La fin du début est un seul en scène qui nous plonge dans l’univers d’un enfant des années 90 face à la découverte de la finitude.
La fin du début, c’est l’histoire d’un enfant… mais probablement aussi un peu celle de notre enfant intérieur à tous, face à la découverte brutale que rien ne pouvait durer pour toujours. Solal Bouloudnine y est exceptionnel. Et on vous spoile notre fin à nous : c’est un coup de cœur.
Le début de la fin de l’enfance…
Mais reprenons du début. Enfin, le nôtre, pas le sien qui est en réalité la fin ! Mais nous y reviendrons. Tandis que nous entrons dans la salle, on le découvre sur scène, les vêtements et le visage tout peinturlurés, déjà habité par son personnage, au beau milieu du décor foisonnant d’une chambre d’enfant. Enfin, d’une chambre d’enfant des années 90 que l’on prend plaisir à parcourir minutieusement du regard tant les références à notre enfance (« je vous parle d’un temps… ») sont nombreuses.
Sonic, les Tortues Ninja, le P’tit bac, Mastermind, un radio K7, des patins à roulettes… Vraiment, on s’y croirait. Solal Bouloudnine nous plonge sans attendre dans cette journée qui a marqué sa vie d’enfant et donc d’adulte : sa rencontre avec le concept de finitude. Il a 6 ans, 11 mois et 20 jours quand il apprend la mort de Michel Berger, terrassé par un arrêt cardiaque pendant une partie de tennis, dans la maison voisine de celle où le jeune garçon passait ses vacances. Ce jour-là, il découvre que l’on peut mourir, que tout se termine forcément.
Tout le spectacle s’attache alors, dans le fond comme dans la forme, à explorer les questionnements, les angoisses et autres stratégies d’évitement liées à cette réalité pas franchement digeste qui vient malmener l’insouciance. C’est d’ailleurs pour cette raison qu’il commence son spectacle par la fin. Comme ça, une fois débarrassé d’elle, on est tranquille ! pense-t-il d’abord avant de réaliser qu’elle nous rattrape toujours…
La créativité à son paroxysme
Le sujet est profond, philosophique même, et vient s’adresser à ce qui est certainement notre peur commune la plus profonde. Mais, à travers une galerie de personnages formidablement interprétés, Solal Bouloudnine l’aborde d’une manière si intelligente, drôle, burlesque même, qu’il parvient à le dédramatiser, à nous faire rire de nos pires angoisses et de ce que la vie peut avoir de plus cruel.
On rit encore en repensant à certains moments particulièrement hilarants comme lorsqu’il interprète son chirurgien de père, ou quand il se livre de manière franchement burlesque à du calcul mental ! Brillant également le sketch dans lequel il imagine à quoi ressemblerait un monde dans lequel on pourrait choisir la date et les modalités de sa mort !

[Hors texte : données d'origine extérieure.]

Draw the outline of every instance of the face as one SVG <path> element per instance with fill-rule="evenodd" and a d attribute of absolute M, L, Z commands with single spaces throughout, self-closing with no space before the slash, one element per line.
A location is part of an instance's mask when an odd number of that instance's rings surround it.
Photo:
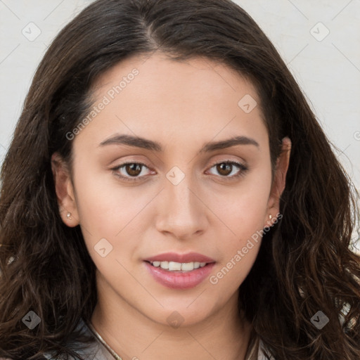
<path fill-rule="evenodd" d="M 53 169 L 103 296 L 163 324 L 173 311 L 190 324 L 236 307 L 259 233 L 278 212 L 290 153 L 272 182 L 255 88 L 209 59 L 155 53 L 121 62 L 94 89 L 86 126 L 68 136 L 72 179 L 57 154 Z"/>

Un spectacle et un artiste hors-normes
Solal Bouloudnine est touchant, drôle, attachant dans ce seul en scène emprunt d’une folie douce qui nous cajole. La mise en scène de Maxime Mikolajczak & Olivier Veillon s’accorde à merveille avec la fantaisie, l’audace, l’imagination et la sensibilité dont déborde le comédien, et lui offre un écrin parfait, aux airs de cour de récréation.
Les quelques images d’archive et autres musiques de Michel Berger qui s’invitent judicieusement de temps à autre facilitent encore un peu plus notre immersion. Non seulement dans une époque, mais aussi dans un état d’esprit qui fait danser nos peurs au rythme de l’envie de vivre. Et finalement, qu’importe la fin ou le début, c’est ici et maintenant que tout se joue, au sens propre du terme.
« (…) essaie de vivre. Essaie d’être heureux, ça vaut le coup. »
Michel Berger
Quel bonheur de vivre une telle expérience au théâtre ! Quel plaisir de découvrir un artiste aussi pleinement habité par son art, transpirant de créativité et d’une si grande générosité… Quelques minutes suffisent pour comprendre que Solal Bouloudnine ne pourrait probablement nulle part ailleurs être autant à sa place que sur scène. La fin du début : un spectacle que l’on aimerait déjà revoir.
La fin du début, de Solal Bouloudnine & Maxime Mikolajczak, avec Solal Bouloudnine, mise en scène Maxime Mikolajczak & Olivier Veillon, se joue du 23 septembre 2024 au 05 janvier 2025 au Théâtre Lepic.
Avis
On adore tomber sur ce genre de créations. Voilà un spectacle qui ne ressemble à aucun autre, qui impose son propre univers, qui explore toute la créativité d'un artiste profondément incarné. La proposition est riche, audacieuse, et tellement sincère qu'elle nous a touchés en plein cœur.